Choice of weight function in Moran's I I'm doing an autocorrelation analysis for a spatially distributed collection of observations. To perform my analysis, I am using Moran's I statistic.
My questions are: (1) What are the implications and benefits of using different weighting functions, i.e. $d^{-1}$, $d^{-2}$, $\exp(-d)$, and (2) Is there any (perhaps informal) answer to which of the possible weighting functions is used most frequently in the geo-statistics literature (and for what purposes)?
As for why I care: I am trying to explore whether there is clustering in my data set at different scales of structure, following some of the methodology of Fauchald 2000. I am plotting Moran's I versus aggregation scale. The interesting thing that the resulting correlation curves show very different qualitative behavior when calculating using $d^{-1}$ and $d^{-2}$ weighting functions ($d^{-1}$ has a discontinuity point, for example). I'm having a hard time understanding why this would be true -- does anyone have experience with this who may be able to point me to some references?

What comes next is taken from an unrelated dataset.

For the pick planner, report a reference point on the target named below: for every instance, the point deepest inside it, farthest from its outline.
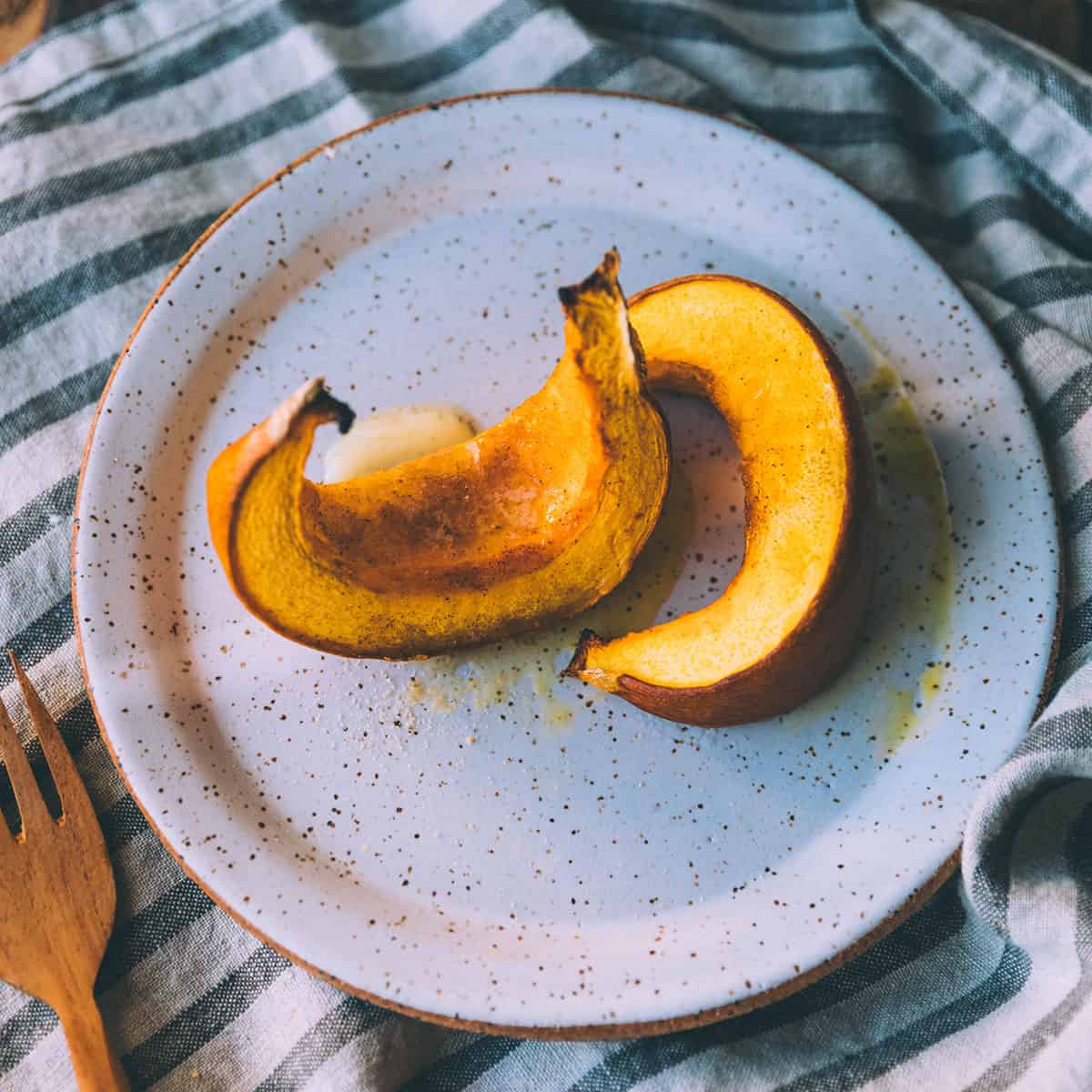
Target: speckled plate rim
(587, 1032)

 A: Moran's I statistic is used to explore a specific type of spatial clustering: whether high values are located in proximity to other high values and whether low values are located in proximity to other low values.
The trick then is 1st to get a sense of what you mean by proximity and 2nd formulating this mathematically. This idea of proximity will depend on the what type of observations (attributes) you are working with and what type of questions you have in mind. 

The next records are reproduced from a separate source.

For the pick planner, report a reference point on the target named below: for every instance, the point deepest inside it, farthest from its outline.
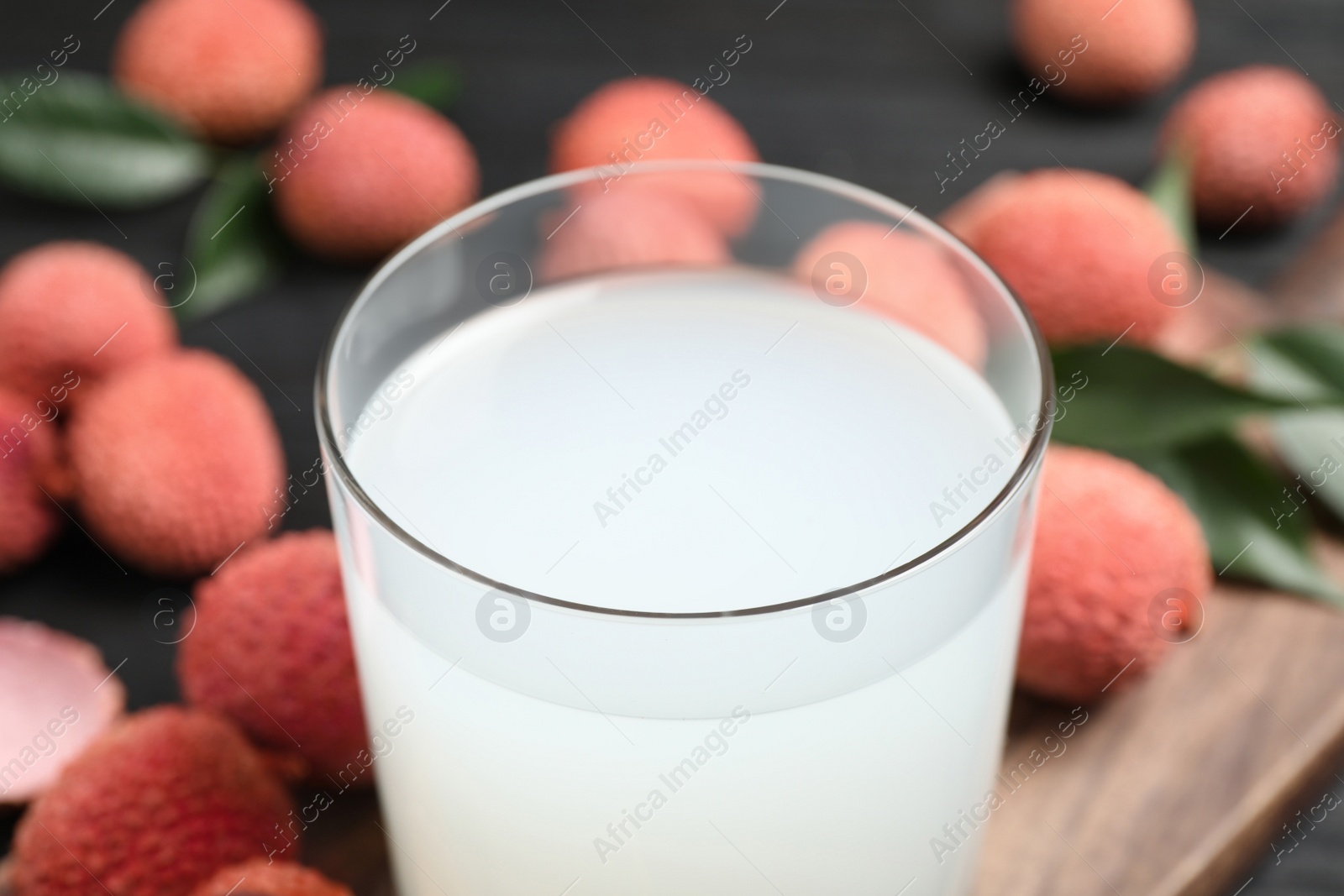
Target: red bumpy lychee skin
(260, 878)
(152, 808)
(29, 519)
(631, 228)
(1101, 51)
(232, 70)
(1077, 248)
(1263, 143)
(178, 463)
(58, 698)
(272, 652)
(71, 313)
(636, 120)
(1109, 539)
(907, 280)
(358, 174)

For example, for human beings proximity could mean the distance needed to have a chat. So, if you wanted to know whether high income people like to chat with other high income people at your cocktail party, you could formulate proximity by using binary weights where 1 is defined by 2 people being within 3 feet of each other. To see whether house prices are spatially correlated you could define proximity as when 2 houses are neighbors or perhaps if two houses are on the same block or if 2 houses are within sight of one another etc etc.

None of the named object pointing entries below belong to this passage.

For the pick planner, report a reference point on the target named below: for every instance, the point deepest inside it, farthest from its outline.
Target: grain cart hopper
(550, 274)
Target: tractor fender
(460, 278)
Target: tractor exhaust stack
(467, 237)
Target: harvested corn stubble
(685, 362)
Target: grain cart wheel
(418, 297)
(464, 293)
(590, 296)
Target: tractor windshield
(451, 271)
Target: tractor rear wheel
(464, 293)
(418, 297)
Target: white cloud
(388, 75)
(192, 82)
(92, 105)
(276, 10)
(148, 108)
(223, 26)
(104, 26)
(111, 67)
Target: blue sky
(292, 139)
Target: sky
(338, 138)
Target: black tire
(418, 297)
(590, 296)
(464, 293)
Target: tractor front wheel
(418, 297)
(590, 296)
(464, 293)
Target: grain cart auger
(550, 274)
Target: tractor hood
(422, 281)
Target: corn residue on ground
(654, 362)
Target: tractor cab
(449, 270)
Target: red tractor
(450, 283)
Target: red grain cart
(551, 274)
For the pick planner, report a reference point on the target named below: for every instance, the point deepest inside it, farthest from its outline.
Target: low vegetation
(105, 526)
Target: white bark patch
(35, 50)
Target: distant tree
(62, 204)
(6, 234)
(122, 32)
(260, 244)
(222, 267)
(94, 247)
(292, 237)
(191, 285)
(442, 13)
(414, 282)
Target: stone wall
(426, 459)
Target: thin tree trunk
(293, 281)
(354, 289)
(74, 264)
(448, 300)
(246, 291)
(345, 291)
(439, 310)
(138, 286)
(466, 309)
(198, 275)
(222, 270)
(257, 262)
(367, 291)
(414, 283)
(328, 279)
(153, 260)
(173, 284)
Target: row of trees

Basically, you need a hypothesis of proximity that is based on some of your prior common sense ideas or expert knowledge of why 2 objects that are close to one another are more associated than 2 objects that are far from one another. 
Moran's I can then be seen as a test of your hypothesis of how your notion of proximity structures high values next to one another on the landscape.  
A: Although not within the domain of geostatistics, for question #2, I would casually say the most frequent weighting function used in my field (Criminology) would be a a binary weighting scheme. Although I have rarely seen a good theoretical or empirical argument to use one weighting scheme over another (or how one defines a neighbor in a binary weighting scheme either). It may simply be because of historical preference and convienance that such a scheme is typically used.
There is a distinction that should be drawn between data driven approaches to constructing spatial weights and the theory based approach to deriving spatial weights. You are currently performing the former, and in this approach you are implicitly treating the estimation of spatial weights as a problem of measurement error, and hence should use techniques to validate your measurements (which is considerably complicated due to the endogeneity of the spatial weights). Using a weighting scheme based on some of the chance variation in the data and using it in subsequent causal models is synonymous with other fallacies related to inference and data snooping. Unfortunately I have no good references of spatial weight models validated in any meaningful way besides the extent of the auto-correlation, which to be frank isn't all that convincing of an empirical argument. Spatial dependence can be the result of either causal processes (i.e. the value at one point in space affects the value at another point in space), or it can be the result of other measurement errors (i.e. the measured support of the data do not match the support of the processes that generate those phenomena). 
This is oppossed to theory based construction of spatial weights (or "model-driven" in Luc Anselin's terminology), in which one specifies the weight matrix a priori to estimating a model. I did not read the Fauchald paper you cited, but it appears in the abstract they have plausible theoretical explanations for the observed patterns based on some optimal foraging strategy.
For readings I would suggest Luc Anselin's book, Spatial Econometrics: Methods and Models (1988), particularly chapters 2 and 3 will be of most interest. Also as another work with a similar viewpoint to mine (although it will likely be of less interest) is an essay piece by Gary King, "Why context should not count". I would also suggest another paper as it appears they had similar goals to yours, and defined the weights for a lattice system based on variogram estimates (Negreiros, 2010).